Some time later, neighbor William McKinney came to the Dilbone cabin.  He found the frightened children and he too asked John Dilbone what had happened.  Supposedly, McKinney did not believe John’s tale of terror until John took him to the flax patch.  The 19th Century manuscript says: "There lay Mrs. Dilbone on her face, her right knee doubled up to her breast, a ghastly wound in the back of the neck low down between the shoulders.  Mr. Dilbone was nowhere to be seen.  Near where the children had sat was found the Indian’s gun, blanket and scalping knife.  The boy John’s story of the murder, as he witnessed it, was that on the crack of the rifle his father uttered a loud exclamation and ran off into the corn, and, almost instantly, two Indians jumped the fence into the field (one a boy) and came toward his mother, and that he knew the Indian with the gun and that she knew him and called him by his name ‘George’ (Mingo George) saying, ‘George, don’t kill him,’ meaning her husband—and George answering in English, told her to ‘hush or he would kill her.’  Mrs. Dilbone then commenced screaming and from the position in which she was found lying it was supposed she was running when the fatal hatchet arrested her forever."
William McKinney took Mingo George’s gun and the children and headed for his home.  McKinney was supposedly over-excited and almost shot his neighbor George Cavin on the way (Cavin was looking for his wife).  McKinney explained to Cavin what had happened.  By midnight, the entire neighborhood was gathered at McKinney house and a decision was made to travel by night to Winan’s Station six miles away.
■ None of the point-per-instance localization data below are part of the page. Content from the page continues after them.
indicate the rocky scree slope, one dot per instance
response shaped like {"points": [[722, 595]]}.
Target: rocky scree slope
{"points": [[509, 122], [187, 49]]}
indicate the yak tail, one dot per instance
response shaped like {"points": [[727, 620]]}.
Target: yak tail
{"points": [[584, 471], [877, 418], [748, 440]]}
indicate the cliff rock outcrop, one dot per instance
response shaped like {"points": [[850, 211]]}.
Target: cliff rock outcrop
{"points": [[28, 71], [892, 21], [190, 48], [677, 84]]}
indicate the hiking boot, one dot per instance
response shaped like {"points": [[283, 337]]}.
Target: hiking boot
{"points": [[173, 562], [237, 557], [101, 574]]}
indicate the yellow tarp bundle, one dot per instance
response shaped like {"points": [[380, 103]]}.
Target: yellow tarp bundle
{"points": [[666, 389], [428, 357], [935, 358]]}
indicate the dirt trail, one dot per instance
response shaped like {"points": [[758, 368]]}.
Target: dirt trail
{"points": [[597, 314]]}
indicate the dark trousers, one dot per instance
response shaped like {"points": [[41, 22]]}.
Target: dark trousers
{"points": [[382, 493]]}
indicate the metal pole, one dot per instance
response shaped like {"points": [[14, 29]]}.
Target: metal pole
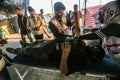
{"points": [[85, 13], [52, 5]]}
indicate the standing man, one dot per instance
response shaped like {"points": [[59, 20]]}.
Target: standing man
{"points": [[45, 24], [56, 24], [22, 22], [35, 24], [76, 21]]}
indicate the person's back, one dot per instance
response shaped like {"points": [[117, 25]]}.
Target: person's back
{"points": [[35, 24], [22, 23]]}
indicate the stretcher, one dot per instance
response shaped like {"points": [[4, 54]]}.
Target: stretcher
{"points": [[49, 70]]}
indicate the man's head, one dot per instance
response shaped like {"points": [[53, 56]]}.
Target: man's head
{"points": [[59, 9], [110, 12], [41, 11], [18, 11], [75, 8], [31, 11]]}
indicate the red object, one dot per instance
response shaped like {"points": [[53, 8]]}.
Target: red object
{"points": [[58, 26]]}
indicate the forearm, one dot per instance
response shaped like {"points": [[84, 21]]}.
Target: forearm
{"points": [[91, 36]]}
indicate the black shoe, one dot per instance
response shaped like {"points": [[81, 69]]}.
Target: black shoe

One or two people decided to carry baby William Dilbone.  Some stories say that a young woman carried baby William; other stories say it was a man and wife by the name of Roys.  Whoever was in charge of the baby, they fell behind the rest of the travelers.  No call for help was made since it was imperative that the journey be made in silence.  They fell behind, lost their way in the darkness and eventually laid down behind a log until daylight returned.  They arrived at Winan’s Station the next day.
A military unit under the command of Capt. Benjamin Dye had just returned from Greenville.  Although they were scheduled to be mustered out of the US Military that day, the eight or ten men volunteered to remain in service and hunt for Mingo George.
Capt. Dye led the group back to the flax patch.  They found Barbara Dilbone’s body and then Capt. Dye thought he found a faint call.  It was Henry Dilbone.  He was still alive about thirty yards from the flax patch.  He had used his shirt to stop the flow of blood.  They rushed him to the neighbor Phillip Simmons farm where there was a blockhouse.
The next day, Henry Dilbone asked to see Barbara and the children.  He didn’t realize that Barbara was dead.  After his neighbors explained what had happened, Henry asked to see Barbara’s body.  The 19th Century manuscript says:  “They brought her remains to him, and, endeavoring to raise himself on his elbow to give her one last endearing look, he suddenly fell back and died.”
A group of settlers—friends and neighbors—set out to find Mingo George and the young boy with him.  Mingo George and the boy had traveled north into Shelby County, stopping for food at the home of Robert McClure.  Only daughter Rosanna, age 16, was at home.  She knew nothing of the Dilbone tragedy so she fed them.
Dilbone family friend and former Revolutionary War Captain Gardner Bobo asked for help from Barbara Dilbone’s brother-in-law William Richardson.  Bobo and Richardson waited for Mingo George near the Miami-Shelby County line.  When the Indian appeared Bobo and Richardson shot him and punched his body with a pole until it went into the quagmire on the Miami River bank.
Neighbors raised the Dilbone children and saved the farm for the Dilbone children.
Today, the old millstone monument is a reminder of one terrible day in Miami County history and of the courageous family who lived here so long ago.